Nous descendons sur un espace bitumé qui fait penser à une ancienne cour de récréation de l’école de Lukla transformée en tarmac et nous sortons. Sur un chemin en terre qui borde l’aéroport derrière une ficelle tendue à 20 cm du sol, des népalais aux habits sales et dépenaillés, attendent qu’un des passagers achète leurs services qu’ils devront monnayer. La conquête de l’Everest aujourd’hui c’est cela aussi, des hommes sans statut qui cherchent sans aucune garantie à vendre leur force de travail journalière. Nous n’avons pas besoin d’eux puisque Allibert [4] a déjà formé l’équipe qui nous accompagnera. Celle-ci nous attend au lodge [5] qui nous accueille. En passant devant ces hommes qui portent sur leur front la misère que l’afflux massif de touristes bien plus fortunés qu’eux n’a pas réussi à faire disparaître, quand elle ne l’a pas aggravée, je ne peux m’empêcher de me demander à quoi ils pensent en nous voyant. Il y a 100 ans l’écart entre pays riches et pays pauvres était de un à trois, aujourd’hui il est de un à quatre vingt ! Dans un pays comme le Népal cela saute aux et ne semble pas prêt de s’arranger. Dans ces conditions que se passe t-il dans leurs tête ? Quel regard ont-ils sur nous et sur la répartition des richesses dans le monde ? Peut-être un élément de réponse à ces questions est-il en partie dans une autre surprise qui nous attend quelques mètres plus loin ?

Au cœur de Lukla, face au poste de police, se dresse un bâtiment imposant sur lequel flotte un grand drapeau rouge avec la faucille et le marteau et sur le mur duquel est collée une affiche portant les portraits de Marx, Engels, Lénine, Staline et Mao !! J’avais bien sûr entendu parler de la guérilla maoïste du Népal, qui a d’ailleurs depuis 2 ans cessé la lutte armée mais de là à penser qu’elle soit aussi présente… [6] Cette présence nous aurons l’occasion de la vérifier à plusieurs reprises sur notre parcours, slogans peints sur les roches, affiches et drapeaux accrochés à des maisons, manif en Une du « Katmandou Post »…

Les marxistes ne s’en sont jamais pris aux touristes conscients qu’ils sont de la manne financière que cela représente mais en même temps cet étalage de différences de richesses peut-il être durablement supportable ? Pour chaque sommet, à l’entrée de chaque parc, il y a une taxe à payer. La taxe de l’Everest est de 10 000 euros par personne !! Au-delà de l’utilisation de cet argent par l’un des gouvernements les plus corrompus du monde, comment humainement accepter de dépenser une telle somme dans un pays où les gens dans bien des endroits vivent comme au Moyen Age !? Et que peut penser un népalais témoin de la ruée vers l’or du tourisme ?

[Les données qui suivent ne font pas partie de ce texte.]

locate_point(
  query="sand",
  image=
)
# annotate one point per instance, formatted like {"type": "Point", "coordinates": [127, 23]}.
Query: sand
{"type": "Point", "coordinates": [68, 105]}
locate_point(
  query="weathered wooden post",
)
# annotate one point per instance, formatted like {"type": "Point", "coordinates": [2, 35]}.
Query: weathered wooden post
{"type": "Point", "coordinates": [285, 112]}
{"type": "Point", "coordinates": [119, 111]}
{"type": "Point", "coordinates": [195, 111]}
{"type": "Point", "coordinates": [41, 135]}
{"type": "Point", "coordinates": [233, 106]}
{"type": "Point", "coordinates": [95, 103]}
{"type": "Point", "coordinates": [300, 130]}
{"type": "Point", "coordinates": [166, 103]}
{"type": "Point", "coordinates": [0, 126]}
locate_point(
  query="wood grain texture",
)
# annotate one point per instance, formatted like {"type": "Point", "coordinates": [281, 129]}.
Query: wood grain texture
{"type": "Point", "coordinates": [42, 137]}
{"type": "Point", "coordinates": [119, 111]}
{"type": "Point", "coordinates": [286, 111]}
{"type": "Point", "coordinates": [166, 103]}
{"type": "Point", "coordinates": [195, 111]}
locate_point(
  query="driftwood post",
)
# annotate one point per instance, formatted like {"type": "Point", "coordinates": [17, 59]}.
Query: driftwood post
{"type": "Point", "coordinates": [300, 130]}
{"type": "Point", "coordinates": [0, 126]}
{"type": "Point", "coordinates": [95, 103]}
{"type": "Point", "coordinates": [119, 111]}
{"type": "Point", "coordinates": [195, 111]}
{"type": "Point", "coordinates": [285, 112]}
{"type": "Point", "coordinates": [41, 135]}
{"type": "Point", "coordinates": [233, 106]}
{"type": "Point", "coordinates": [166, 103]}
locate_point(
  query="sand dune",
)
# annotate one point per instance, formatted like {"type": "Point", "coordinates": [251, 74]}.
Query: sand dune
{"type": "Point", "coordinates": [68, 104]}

Des organisateurs de voyages, conscients de ce problème, amoureux de la nature et respectueux des gens essaient de trouver des réponses. Bien sûr, celles-ci sont partielles et imparfaites mais au moins à leur niveau ils tentent quelque chose à l’exact inverse de ce que font les dirigeants de la banque mondiale et du FMI. Si déjà il y a deux ans, pour un voyage en Afrique, nous avions choisi le voyagiste Allibert, c’est parce qu’en plus d’un discours humaniste il y avait des actes que l’on ne peut que saluer et que l’on a pu vérifier.

Nous avions gravi le Mont Kenya qui est dans le pays du même nom et le Kilimandjaro qui est en Tanzanie. Ce dernier pays est souvent présenté comme un pays maoïste - ce qui ne veut absolument rien dire en l’espèce - tout simplement parce que l’Etat a une part de son économie qui est planifiée et qu’il protège ses salariés. A l’inverse au Kenya, pays « démocratique » aligné sur le modèle anglo-saxon, le libéralisme est roi et l’offre et la demande jouent à plein.

Au-delà du fait qu’aujourd’hui nombre d’économistes, y compris partisans du libéralisme sont obligés de constater que le Kenya s’effondre économiquement alors que la Tanzanie est en position de presque devenir un modèle de réussite [7] nous avons pu mesurer concrètement les répercussions de ces choix et le rôle du voyagiste.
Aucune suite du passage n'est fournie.